Paging functionality is covered by CQL paging and you can very easily skip whatever results you want in client.
Hope this helps
Thanks @ealonsodb It surprises me that the official document does not mention page size can be customized.
Cassandra supports paging but does not encourage offset queries .
I understand that even providing an offset in SCLI, it still needs to compute the first page and discard those results (keys). But, this avoids to retrieve the whole set of tuples from Cassandra and discard them. To this point of view, computing and discarding results from SCLI instead of computing/discarding tuples from Cassandra is helpful, right?
Hi @zengzh: You are totally right. Thank you for changing our mind about this feature. We have coded in #342 Could you please take a look?

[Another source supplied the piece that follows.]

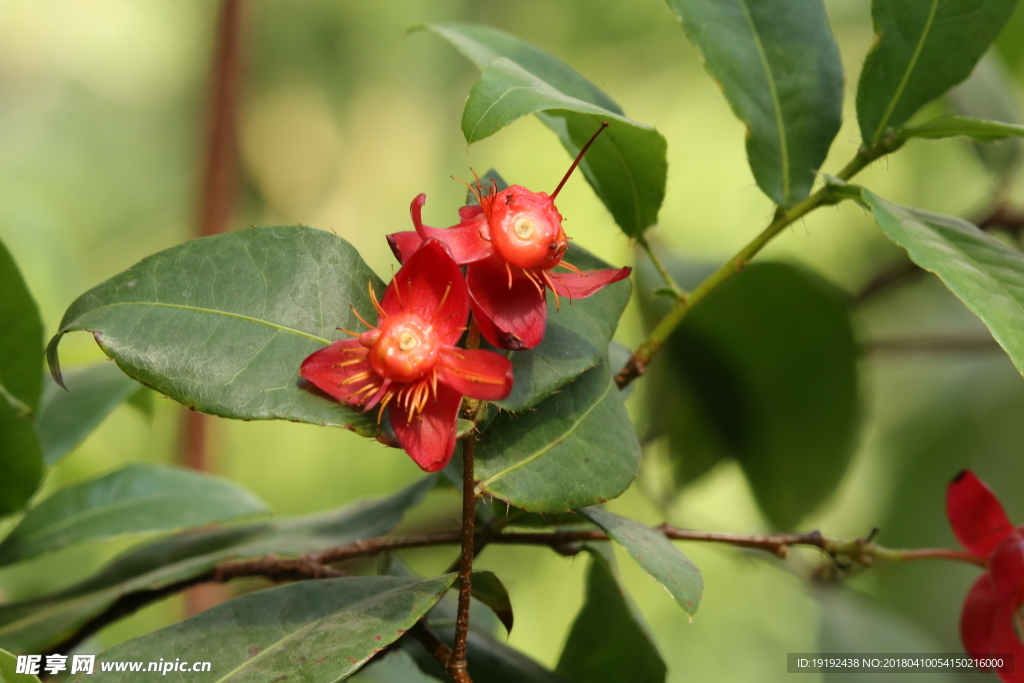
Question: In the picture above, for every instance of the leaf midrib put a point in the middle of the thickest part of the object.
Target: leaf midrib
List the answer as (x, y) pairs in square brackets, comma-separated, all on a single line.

Thanks @ealonsodb. I see that you mentioned skip "is not compatible with paging or top-K queries". Can you explain why is that? Did you add any validation check? If so, what it is?
Hi @zengzh: The main problem with paging and topK queries is that cassandra resolve inconsistencies between different nodes data in coordinator after any 2i related functions. If the 2i skips some rows, deterministic behaviour(to see the same results in the same order in different executions of the same query) may be lost.
Hope this helps
Hi @ealonsodb: Sorry that I do not fully understand. What are 2i related functions? Can you give an example of paging or top-k queries that return non-deterministic results because of skip? If I specify the sorting field, will the results still be non-deterministic? Thanks very much!
Hi @zengzh:
When querying our product you can use query or filter.

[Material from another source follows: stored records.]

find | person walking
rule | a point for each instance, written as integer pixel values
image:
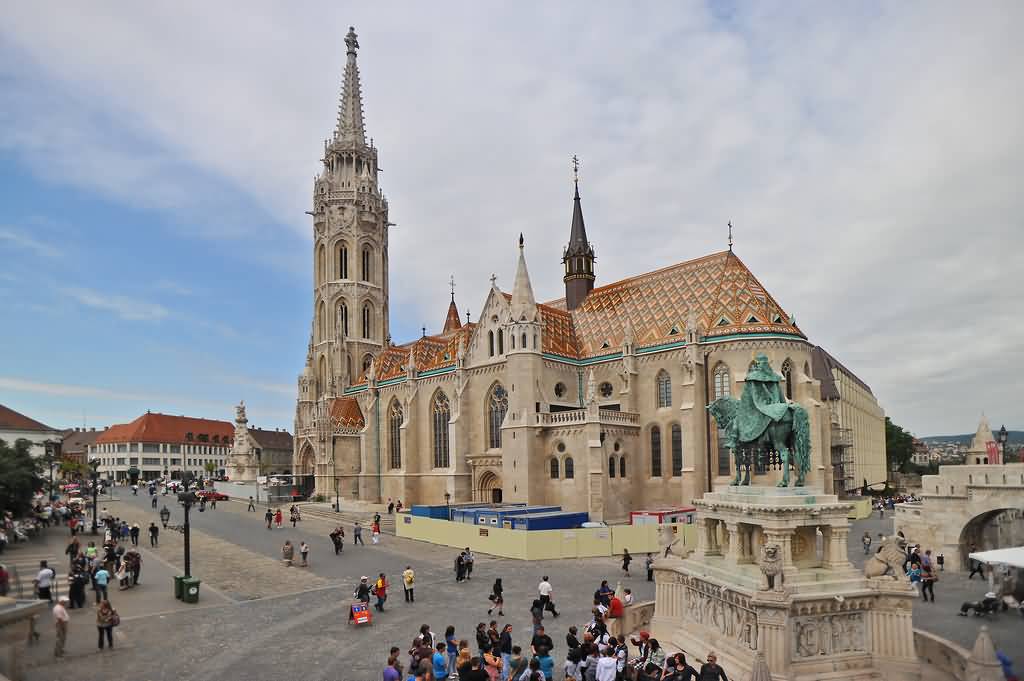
(44, 581)
(408, 584)
(710, 671)
(107, 620)
(99, 580)
(338, 539)
(545, 590)
(505, 647)
(60, 620)
(928, 580)
(380, 589)
(460, 566)
(496, 598)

There is plenty of information at internet searching by: "lucene query versus filter".
The main problem is that data consistency in executed after 2i related sorting postProcess. The second problem is that this case is strange and does not happen in stable cluster. What i mean here is that skip would works well if every node is up and data consistency between nodes is correct but will start to fail if there are some data inconsistencies.
Hope this helps
Thanks @ealonsodb So better resolve inconsistencies before using skip.
Hi @zengzh Woaw. i have never thinked about it in that way. Give some time to test it deeply and maybe, with a big experimental warning about it I will merge.
Thank you for change my mind
Thanks @ealonsodb May I know when this skip feature will be merged into the release version?
Hi @ealonsodb @adelapena ,
It has been a while since this feature had been developed but remained unreleased. May I know the latest status and when it will be available?
Look forward to your reply. Many thanks.
Hi @ealonsodb @adelapena, do you have plans to merge this feature soon? we are excited and impatient about this, Thank you a lot! 😬
Hi @ealonsodb
ElasticSearch accepts “from” and “size” parameters so that users can retrieve certain number of results starting from a particular position. https://www.elastic.co/guide/en/elasticsearch/guide/current/pagination.html
Does SCLI have this feature? For example, can I issue a query as follows:
Which retrieves the tweets about FIFA that are returned in 100 tweets/page and skip the first 100 tweets? If not, does stratio folks have plan to support this? Thanks.